Senate Majority Leader Mitch McConnell has a lot to contend with these days. Donald Trump’s push to reshape the GOP around an ideology best defined as vulgarian fascism has Senate Republicans terrified of losing their majority come November. The only other semi-serious contender in the GOP presidential hunt, Senator Ted Cruz, rose to fame by bashing McConnell as a spineless, soulless, chinless liar—and then he dropped out on Tuesday night, meaning he’ll soon be returning full-time to tormenting his leader. And the death of Justice Antonin Scalia in February fated McConnell to spend the rest of this year explaining to the country why President Obama does not in fact have the right to appoint his successor to the High Court. Small wonder McConnell has the Senate working the fewest days of any session in 60 years; the beleaguered leader clearly could use a little extra “me” time.

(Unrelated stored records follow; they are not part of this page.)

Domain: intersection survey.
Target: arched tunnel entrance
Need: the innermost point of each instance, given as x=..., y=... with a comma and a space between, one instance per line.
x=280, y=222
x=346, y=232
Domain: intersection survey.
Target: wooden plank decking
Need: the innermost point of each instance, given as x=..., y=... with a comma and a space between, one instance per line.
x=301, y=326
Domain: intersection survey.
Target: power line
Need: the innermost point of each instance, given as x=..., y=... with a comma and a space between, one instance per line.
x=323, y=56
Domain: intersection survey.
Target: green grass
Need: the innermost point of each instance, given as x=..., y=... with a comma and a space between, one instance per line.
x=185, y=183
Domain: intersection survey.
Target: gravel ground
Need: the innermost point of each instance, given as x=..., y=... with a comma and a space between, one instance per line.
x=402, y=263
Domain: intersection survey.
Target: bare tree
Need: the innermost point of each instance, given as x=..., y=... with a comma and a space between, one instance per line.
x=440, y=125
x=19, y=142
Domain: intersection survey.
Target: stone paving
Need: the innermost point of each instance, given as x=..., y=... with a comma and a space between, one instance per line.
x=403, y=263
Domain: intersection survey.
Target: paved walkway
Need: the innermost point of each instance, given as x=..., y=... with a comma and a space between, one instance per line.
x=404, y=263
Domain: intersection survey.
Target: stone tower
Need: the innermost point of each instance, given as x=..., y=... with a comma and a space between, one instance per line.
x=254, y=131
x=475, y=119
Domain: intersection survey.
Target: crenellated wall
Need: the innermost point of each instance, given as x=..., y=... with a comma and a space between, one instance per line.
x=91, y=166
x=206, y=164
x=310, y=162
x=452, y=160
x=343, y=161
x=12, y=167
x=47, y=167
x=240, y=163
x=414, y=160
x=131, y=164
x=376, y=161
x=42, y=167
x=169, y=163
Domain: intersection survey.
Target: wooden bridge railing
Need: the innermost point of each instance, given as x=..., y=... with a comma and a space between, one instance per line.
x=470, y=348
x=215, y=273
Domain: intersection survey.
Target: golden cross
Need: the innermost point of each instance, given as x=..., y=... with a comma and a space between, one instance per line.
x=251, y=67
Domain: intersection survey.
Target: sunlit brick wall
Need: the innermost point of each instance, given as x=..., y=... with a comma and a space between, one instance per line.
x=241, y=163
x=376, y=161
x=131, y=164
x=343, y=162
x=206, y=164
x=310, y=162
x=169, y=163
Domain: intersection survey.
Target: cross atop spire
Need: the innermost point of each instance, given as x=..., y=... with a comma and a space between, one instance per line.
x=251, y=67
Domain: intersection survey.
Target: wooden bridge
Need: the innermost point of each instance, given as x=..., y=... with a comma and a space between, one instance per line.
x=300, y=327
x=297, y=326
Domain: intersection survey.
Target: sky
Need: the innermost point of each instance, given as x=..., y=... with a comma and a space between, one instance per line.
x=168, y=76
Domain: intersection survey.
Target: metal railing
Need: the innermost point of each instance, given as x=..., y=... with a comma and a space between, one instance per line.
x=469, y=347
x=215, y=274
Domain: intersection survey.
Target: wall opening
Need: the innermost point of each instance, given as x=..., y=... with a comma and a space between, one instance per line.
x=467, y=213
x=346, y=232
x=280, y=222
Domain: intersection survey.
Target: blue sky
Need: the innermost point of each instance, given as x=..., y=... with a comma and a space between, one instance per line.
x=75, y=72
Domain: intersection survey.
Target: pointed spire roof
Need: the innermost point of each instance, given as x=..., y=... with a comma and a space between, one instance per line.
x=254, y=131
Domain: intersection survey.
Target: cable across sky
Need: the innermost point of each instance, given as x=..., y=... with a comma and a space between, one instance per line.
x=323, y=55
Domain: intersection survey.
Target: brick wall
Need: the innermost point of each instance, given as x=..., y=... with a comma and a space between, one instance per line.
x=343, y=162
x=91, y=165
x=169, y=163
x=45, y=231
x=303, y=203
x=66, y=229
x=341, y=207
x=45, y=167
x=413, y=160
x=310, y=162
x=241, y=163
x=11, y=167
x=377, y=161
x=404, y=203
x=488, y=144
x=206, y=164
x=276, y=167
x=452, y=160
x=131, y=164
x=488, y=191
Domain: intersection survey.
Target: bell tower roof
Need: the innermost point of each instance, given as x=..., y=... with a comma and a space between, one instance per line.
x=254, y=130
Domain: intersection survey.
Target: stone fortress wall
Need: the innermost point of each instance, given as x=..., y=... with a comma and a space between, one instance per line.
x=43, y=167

In the midst of all the chaos and uncertainty, however, McConnell has one political ace up his sleeve: the House Freedom Caucus.
Don’t misunderstand. Freedom Caucus crusaders loathe McConnell, maybe even more than they loathe President Obama. (Obama may be an infidel, but McConnell is a heretic, which dooms him to a much nastier circle of hell.) Cynical, opportunistic, and establishment to his core, McConnell represents, in conservative purists’ minds, all that is wrong with the GOP. It is the rare Freedom Caucuser who misses an opportunity—in one-on-one chats and public forums alike—to take a shot at the Senate leader. In late March, some angry caucus members suggested that, if McConnell failed to properly shepherd yet another one of their pet bills, he would need to go the way of deposed Speaker John Boehner. (How exactly members of the lower chamber plan to overthrow the head of the upper chamber is not entirely clear.) For a sense of the level of passions at play here, cue up last season’s Game of Thrones finale, in which Jon Snow was butchered by his own troops. That should clear things up.